Get RecipePork Roll Rachel Sandwiches
Sometimes this whole writing thing ends up backing me into a culinary corner that only determination, innovation, and a bit of extra mayonnaise can get me out of. Case in point: I once wrote about how I'm a fan of Taylor Ham, A.K.A. Pork Roll, a large, semi-emulsified, ultra-salty pork-based luncheon meat that's been produced in New Jersey since at least 1906. I've always said that Pork Roll is Spam for folks who don't want to admit that they like Spam, and it still seems an apt description.
And what ended up becoming close fridge-mates with this pork roll languishing on the bottom shelf? As luck would have it, it was a gallon of leftover cole slaw from my recent Food Lab testing.
And when life gives me pork roll and cole slaw, I make sandwiches. Pork Roll Rachels, to be specific.
I only recently found out that Rachels are not very well known in the sandwich-eating world. Even Serious Eats Overlord Ed had not heard of them before I cooked up a batch last week. Though their origin is a matter of debate, their assembly is not. They're the sister sandwich to the Reuben, made by replacing the corned beef with pastrami and the sauerkraut with cole slaw. The melted Swiss cheese and Thousand Island dressing and the buttery toasted rye bread remain the same.
Pork roll is a pretty natural substitute for pastrami. It's salty, it's tender, it's heavily spiced, and nicely fatty.
There's only one real trick to cooking it, and you've probably gathered it from the photos already: cut a slit into it. This technique, known as the "pac-man cut" or the "fire badge" ensures that the slices lay flat while you fry them. Nobody likes cupped pork roll.*
*this is a sentence I would never have imagined writing.

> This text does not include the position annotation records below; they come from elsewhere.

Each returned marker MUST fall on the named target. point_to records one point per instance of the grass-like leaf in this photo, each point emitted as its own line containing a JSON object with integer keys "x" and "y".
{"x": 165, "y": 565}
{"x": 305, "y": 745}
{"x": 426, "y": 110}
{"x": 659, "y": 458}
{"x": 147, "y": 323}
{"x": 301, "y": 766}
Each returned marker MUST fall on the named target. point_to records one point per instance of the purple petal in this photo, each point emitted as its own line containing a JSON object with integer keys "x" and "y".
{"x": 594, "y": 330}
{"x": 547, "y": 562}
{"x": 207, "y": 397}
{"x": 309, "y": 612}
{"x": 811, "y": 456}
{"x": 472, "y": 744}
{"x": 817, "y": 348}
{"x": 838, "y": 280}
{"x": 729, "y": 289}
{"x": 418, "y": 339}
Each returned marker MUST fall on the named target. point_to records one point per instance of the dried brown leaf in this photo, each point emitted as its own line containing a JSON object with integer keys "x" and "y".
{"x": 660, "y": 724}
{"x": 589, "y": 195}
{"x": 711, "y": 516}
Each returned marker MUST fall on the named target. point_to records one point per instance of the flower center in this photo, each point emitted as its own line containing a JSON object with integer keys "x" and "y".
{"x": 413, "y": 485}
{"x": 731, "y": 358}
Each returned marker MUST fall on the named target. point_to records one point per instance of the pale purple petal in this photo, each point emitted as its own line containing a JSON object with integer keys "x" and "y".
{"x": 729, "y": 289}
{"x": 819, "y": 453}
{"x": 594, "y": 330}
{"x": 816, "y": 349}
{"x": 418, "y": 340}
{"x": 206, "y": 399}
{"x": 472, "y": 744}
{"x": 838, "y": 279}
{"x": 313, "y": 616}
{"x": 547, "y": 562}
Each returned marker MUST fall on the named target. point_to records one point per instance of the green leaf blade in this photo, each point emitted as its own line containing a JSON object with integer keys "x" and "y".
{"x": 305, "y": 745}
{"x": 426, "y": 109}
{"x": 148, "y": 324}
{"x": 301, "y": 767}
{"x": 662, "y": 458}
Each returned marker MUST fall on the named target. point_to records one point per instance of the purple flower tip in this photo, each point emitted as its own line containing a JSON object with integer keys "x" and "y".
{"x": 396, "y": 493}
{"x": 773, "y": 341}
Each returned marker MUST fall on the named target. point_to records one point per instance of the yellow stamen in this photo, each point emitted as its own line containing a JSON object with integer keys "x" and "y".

From there on out, the construction is exactly like making a Rachel sandwich: top some rye bread with sliced Swiss cheese, then pile on cole slaw. Any creamy claw will do, but to toot my own horn, my recipe is my favorite.
Pile on the fried pork roll, slather it with a bit of Thousand Island dressing (because nothing goes with mayo like more mayo), another pile of cole slaw, more cheese, and the top slice of bread.
If you've done it right, your sandwich should look bigger than you can manage. This is ok. You will manage it. This management process starts by compressing it gently under your hands. You may see some juices squeeze out or perhaps a stream of mayo will leak onto the cutting board. Do not panic.
Instead, gently lift the sandwiches with a spatula and slide them into a skillet coated with melted butter (or even better, a sandwich press).
The key to good melts is a low, even heat. I cook my sandwiches over medium low so that they take a good ten minutes start to finish. During cooking, I'll occasionally swirl them around to compensate for hot spots and to get a more even color, pressing them with a spatula so they stay nicely compressed.
Remember those juices that were leaking out earlier? they may well leak out again, in which case you can swirl the sandwiches around and sop them right back up into the bread.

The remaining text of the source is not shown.